Due by 05:00 PM on Wednesday, November 30, 2022

To do yourself

dplyr

ggplot2

To submit on Canvas

Create RMarkdown document with headers, text, and code to answer/visualize questions. Submit both Rmd and knitted PDF. Pay attention to code clarity, variable names, comments.

dplyr

  • What is the difference between read_xls() and read_xlsx() functions? What message do you get if reading an .xlsx file using read_xls() function?

  • What does the skip argument do?

  • Do we need to refer to a sheet within an excel file as a number, or can we refer to it as the sheet name instead?

  • What does the guess_max argument do?

  • What happens if columns in the Excel worksheet are of different length?

  • How would you write into an Excel file?
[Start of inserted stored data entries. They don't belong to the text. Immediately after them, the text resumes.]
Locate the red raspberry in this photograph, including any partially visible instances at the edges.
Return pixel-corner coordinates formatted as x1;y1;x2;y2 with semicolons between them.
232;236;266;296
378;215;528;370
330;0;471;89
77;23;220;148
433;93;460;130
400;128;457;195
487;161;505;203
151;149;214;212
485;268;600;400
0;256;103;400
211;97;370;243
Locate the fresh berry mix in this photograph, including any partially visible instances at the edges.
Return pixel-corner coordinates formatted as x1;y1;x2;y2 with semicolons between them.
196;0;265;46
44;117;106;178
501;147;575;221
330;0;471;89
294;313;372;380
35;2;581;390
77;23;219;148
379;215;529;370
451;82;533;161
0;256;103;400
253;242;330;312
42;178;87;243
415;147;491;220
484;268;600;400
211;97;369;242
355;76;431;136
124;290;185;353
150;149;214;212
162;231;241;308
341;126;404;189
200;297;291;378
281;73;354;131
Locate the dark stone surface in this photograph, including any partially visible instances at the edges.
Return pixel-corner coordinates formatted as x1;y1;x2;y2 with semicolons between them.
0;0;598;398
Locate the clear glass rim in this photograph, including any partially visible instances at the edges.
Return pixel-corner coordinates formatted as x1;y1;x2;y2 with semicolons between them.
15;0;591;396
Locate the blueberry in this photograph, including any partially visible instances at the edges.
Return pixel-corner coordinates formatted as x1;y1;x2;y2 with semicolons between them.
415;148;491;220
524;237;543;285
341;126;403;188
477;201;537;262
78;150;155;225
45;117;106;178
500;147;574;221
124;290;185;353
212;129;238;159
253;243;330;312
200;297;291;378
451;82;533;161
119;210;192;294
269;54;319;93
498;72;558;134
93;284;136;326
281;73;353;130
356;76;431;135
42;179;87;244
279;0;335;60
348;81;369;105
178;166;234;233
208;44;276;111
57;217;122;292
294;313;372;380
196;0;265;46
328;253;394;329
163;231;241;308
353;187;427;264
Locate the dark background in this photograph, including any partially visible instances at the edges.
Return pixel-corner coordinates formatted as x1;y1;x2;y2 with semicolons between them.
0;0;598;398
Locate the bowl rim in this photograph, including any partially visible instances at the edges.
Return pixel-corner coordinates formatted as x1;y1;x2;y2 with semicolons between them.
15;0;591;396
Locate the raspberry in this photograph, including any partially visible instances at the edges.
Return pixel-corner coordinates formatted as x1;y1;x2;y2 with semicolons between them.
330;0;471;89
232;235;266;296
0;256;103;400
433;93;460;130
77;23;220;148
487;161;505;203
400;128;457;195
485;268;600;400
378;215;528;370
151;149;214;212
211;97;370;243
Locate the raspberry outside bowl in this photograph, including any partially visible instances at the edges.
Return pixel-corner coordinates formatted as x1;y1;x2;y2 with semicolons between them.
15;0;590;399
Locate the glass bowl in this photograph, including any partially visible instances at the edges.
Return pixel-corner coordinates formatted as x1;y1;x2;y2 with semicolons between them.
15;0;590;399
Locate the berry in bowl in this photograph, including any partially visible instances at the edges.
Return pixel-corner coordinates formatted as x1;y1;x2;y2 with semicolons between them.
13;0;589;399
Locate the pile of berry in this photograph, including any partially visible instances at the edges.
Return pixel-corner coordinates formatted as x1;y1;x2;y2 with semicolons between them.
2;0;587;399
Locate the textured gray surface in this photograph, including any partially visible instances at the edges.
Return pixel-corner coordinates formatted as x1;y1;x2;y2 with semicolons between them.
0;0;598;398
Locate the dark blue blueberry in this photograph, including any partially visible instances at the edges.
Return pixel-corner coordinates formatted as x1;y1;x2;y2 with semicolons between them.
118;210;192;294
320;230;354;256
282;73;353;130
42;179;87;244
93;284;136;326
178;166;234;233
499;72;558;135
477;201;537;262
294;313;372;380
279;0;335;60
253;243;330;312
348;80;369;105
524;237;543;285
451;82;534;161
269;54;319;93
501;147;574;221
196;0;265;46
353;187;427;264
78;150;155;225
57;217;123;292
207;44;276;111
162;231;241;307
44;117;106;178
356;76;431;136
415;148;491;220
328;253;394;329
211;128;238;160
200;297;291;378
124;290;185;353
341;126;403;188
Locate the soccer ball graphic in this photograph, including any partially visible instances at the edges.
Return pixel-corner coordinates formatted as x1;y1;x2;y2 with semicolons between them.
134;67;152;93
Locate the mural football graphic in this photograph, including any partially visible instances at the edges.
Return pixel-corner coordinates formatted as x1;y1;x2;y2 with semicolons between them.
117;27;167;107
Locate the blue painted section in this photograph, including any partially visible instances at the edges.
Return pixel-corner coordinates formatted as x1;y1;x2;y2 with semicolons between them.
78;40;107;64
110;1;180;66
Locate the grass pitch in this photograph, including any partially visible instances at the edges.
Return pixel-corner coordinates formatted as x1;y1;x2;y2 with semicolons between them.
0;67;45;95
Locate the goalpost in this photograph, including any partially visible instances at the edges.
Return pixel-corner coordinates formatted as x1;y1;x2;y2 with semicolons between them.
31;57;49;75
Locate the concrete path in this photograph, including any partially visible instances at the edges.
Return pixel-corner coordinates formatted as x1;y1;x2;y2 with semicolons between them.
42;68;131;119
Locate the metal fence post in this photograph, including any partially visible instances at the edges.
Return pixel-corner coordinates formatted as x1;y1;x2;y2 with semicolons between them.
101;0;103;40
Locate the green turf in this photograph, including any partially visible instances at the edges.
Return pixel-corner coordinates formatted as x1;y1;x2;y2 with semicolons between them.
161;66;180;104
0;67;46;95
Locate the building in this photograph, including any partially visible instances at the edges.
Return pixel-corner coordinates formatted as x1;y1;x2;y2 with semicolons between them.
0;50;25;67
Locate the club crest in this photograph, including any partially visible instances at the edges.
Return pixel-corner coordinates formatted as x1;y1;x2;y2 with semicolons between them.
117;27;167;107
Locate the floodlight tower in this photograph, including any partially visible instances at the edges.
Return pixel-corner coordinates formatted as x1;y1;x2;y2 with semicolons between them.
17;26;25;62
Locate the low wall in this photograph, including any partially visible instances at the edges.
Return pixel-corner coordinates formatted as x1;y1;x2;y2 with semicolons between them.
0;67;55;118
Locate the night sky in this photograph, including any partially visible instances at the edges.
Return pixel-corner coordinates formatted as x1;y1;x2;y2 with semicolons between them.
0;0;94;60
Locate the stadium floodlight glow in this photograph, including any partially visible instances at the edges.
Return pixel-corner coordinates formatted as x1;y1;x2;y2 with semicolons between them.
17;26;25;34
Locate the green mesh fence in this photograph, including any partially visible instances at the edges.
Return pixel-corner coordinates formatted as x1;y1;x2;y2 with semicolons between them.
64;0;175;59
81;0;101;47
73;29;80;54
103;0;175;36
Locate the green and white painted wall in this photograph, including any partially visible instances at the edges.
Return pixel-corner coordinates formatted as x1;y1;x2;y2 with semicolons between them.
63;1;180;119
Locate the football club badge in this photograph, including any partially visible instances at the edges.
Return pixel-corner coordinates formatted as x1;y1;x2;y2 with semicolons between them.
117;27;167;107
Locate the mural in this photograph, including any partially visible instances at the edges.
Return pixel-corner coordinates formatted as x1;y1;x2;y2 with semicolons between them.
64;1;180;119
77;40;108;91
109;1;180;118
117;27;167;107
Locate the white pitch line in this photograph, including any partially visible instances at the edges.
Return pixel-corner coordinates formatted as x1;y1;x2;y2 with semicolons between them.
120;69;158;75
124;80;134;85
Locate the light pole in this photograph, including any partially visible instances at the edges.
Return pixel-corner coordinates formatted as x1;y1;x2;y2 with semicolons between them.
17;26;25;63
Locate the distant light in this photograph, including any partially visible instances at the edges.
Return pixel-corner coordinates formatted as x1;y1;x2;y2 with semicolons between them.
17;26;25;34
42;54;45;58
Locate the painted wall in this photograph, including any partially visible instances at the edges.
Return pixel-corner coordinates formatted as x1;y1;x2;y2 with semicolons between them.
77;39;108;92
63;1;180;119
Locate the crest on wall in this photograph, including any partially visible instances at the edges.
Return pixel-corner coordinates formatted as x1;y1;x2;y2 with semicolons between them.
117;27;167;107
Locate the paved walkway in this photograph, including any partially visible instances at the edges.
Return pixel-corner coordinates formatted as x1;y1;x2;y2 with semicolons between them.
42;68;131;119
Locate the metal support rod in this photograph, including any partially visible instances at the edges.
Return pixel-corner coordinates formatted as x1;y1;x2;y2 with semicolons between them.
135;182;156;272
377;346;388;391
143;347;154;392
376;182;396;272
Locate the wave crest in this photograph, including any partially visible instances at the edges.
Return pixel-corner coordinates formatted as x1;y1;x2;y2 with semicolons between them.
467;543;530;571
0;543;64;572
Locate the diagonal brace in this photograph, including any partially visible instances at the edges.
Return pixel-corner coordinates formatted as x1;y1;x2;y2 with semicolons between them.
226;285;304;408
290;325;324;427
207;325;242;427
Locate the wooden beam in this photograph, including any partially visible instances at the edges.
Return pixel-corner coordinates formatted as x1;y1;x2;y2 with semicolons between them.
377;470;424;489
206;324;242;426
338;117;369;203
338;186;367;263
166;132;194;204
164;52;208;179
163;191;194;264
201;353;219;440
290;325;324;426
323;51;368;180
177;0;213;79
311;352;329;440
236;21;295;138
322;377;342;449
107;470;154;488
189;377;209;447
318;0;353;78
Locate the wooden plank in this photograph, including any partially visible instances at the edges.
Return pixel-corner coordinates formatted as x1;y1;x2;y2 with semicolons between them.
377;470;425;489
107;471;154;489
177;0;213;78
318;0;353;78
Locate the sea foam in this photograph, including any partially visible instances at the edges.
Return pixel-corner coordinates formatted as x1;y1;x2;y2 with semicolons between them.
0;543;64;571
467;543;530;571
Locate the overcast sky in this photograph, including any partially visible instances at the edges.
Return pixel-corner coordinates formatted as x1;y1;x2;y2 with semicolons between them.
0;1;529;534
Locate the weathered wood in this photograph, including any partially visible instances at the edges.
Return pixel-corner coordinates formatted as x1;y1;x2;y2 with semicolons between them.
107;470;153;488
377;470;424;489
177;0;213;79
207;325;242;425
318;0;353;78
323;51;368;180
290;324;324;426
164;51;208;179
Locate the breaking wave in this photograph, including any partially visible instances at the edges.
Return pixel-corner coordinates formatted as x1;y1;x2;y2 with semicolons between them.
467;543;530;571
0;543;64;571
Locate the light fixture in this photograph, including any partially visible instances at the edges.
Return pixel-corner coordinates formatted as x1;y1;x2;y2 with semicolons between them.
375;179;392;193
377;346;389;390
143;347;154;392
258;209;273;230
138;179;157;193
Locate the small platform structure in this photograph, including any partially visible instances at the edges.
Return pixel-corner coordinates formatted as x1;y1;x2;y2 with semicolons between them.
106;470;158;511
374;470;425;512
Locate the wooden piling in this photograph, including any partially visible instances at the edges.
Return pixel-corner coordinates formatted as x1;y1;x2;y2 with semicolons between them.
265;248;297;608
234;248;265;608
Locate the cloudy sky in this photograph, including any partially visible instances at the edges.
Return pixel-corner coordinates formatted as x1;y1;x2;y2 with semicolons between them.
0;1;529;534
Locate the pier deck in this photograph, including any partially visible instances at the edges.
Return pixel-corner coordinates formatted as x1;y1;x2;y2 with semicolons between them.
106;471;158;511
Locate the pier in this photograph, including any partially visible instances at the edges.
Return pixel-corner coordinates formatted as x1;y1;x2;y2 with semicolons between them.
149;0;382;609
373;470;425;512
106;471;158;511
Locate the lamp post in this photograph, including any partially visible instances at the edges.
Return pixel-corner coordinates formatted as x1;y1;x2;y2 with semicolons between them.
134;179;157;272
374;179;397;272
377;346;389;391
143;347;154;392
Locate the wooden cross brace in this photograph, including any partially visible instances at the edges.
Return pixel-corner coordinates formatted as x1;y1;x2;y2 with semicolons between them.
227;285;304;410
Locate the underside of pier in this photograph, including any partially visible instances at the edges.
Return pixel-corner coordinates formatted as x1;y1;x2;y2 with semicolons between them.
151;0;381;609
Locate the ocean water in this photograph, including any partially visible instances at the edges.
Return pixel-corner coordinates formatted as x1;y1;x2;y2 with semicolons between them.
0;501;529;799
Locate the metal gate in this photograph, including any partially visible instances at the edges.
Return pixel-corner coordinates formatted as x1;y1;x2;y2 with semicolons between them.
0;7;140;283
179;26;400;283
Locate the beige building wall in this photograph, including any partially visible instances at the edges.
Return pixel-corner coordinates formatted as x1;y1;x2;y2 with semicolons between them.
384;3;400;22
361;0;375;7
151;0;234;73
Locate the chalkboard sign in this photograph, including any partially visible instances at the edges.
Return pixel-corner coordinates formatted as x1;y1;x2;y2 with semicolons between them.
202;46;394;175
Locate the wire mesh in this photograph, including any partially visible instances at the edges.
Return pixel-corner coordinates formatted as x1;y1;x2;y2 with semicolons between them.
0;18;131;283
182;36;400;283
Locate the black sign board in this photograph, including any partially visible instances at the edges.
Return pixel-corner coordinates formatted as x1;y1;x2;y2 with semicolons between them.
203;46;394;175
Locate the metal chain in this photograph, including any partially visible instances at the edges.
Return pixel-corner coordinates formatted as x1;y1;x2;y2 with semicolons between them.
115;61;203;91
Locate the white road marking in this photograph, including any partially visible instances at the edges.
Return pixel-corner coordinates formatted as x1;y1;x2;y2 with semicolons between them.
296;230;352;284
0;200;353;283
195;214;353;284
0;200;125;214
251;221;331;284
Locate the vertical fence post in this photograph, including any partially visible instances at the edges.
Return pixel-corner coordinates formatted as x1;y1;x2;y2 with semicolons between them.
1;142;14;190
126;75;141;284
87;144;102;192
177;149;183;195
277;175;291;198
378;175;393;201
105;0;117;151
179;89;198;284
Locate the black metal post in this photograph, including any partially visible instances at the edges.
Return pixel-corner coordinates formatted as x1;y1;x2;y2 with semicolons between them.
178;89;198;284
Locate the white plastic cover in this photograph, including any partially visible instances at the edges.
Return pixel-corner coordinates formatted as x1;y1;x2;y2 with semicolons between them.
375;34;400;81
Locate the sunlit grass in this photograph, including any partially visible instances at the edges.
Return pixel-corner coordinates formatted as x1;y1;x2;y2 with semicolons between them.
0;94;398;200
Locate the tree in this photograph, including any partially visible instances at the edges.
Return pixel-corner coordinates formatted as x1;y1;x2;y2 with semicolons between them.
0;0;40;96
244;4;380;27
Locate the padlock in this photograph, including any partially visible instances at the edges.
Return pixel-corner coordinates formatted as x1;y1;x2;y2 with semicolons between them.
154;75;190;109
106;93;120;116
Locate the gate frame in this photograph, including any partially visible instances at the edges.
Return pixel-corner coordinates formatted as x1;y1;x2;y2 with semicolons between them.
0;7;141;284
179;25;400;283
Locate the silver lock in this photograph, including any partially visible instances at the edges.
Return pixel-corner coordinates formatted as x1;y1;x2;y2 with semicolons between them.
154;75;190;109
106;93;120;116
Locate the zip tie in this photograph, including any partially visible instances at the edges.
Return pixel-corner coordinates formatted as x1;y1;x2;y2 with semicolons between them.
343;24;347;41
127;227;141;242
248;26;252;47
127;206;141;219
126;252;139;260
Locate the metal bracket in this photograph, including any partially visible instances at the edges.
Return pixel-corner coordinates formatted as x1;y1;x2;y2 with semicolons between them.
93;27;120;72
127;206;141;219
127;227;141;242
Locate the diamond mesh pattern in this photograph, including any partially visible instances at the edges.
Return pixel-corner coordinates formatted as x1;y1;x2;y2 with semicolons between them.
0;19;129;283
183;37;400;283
Demonstrate saving the mtcars dataset into an Excel file.

  • Use the starwars dataset that is loaded with the tidyverse. Accomplish the following in one long string of pipes.

    • Keep only observations with weight and height recorded. Also include the homeworld variable.
    • Create a variable called bmi that calculates the character’s BMI (search for formula).
    • Summarize the BMI variable, grouping observations by homeworld.
    • Print this summary in decreasing order of average BMI.
  • Read in the following data into R. This data is from the American Community Survey and references the population of three cities in Virginia between 2009 and 2012. cities <- data.frame(name = rep(c("richmond", "norfolk", "charlottesville")), pop2009 = c(1202494,236071,191515), pop2010 = c(1235565,242143,197279), pop2011 = c(1248271,241943,199675), pop2012 = c(1260202,243056,210909)) In one long string of pipes, convert the data from wide (2009 to 2012 population values) to long format, naming the new column of populations pop, group by city, create a summary variable that is the ratio of the largest population value to smallest population value for the city, and arrange by this ratio value in decreasing order.

ggplot2

  • Get names of all packages installed on your computer, check the installed.packages() function. Split package names into characters. Calculate frequency of each letter, case sensitive. Create a horizontal barplot, Y-axis - letters/characters, X-axis - frequency. Make it sorted, so the most frequently occurring letters (highest bars) are on top. Color each bar by its own color. Do not output legend.

  • Download the CDC US Birth dataset from https://github.com/fivethirtyeight/data/tree/master/births. Answer the following questions:

    • Make barplots of most-to-least popular a) day of week, b) day of month, c) month to give birth, irrespectively of year. X-axis - date, Y-axis - number of births. Color by date
    • Visually demonstrate the total birth trend over the years. X-axis - years, Y-axis - total number of births per year.
    • For each a) day of week, b) day of month, c) month, collect the number of births, irrespectively of year. Plot them as a) scatterplots, b) boxplots, with X-axis being the corresponding data and Y-axis - the number of births. For scatterplots, fit a smoothing line with the default nonlinear fit. Color by date.
    • Bonus question: Make the time series curve similar to the second plot of the accompanying article.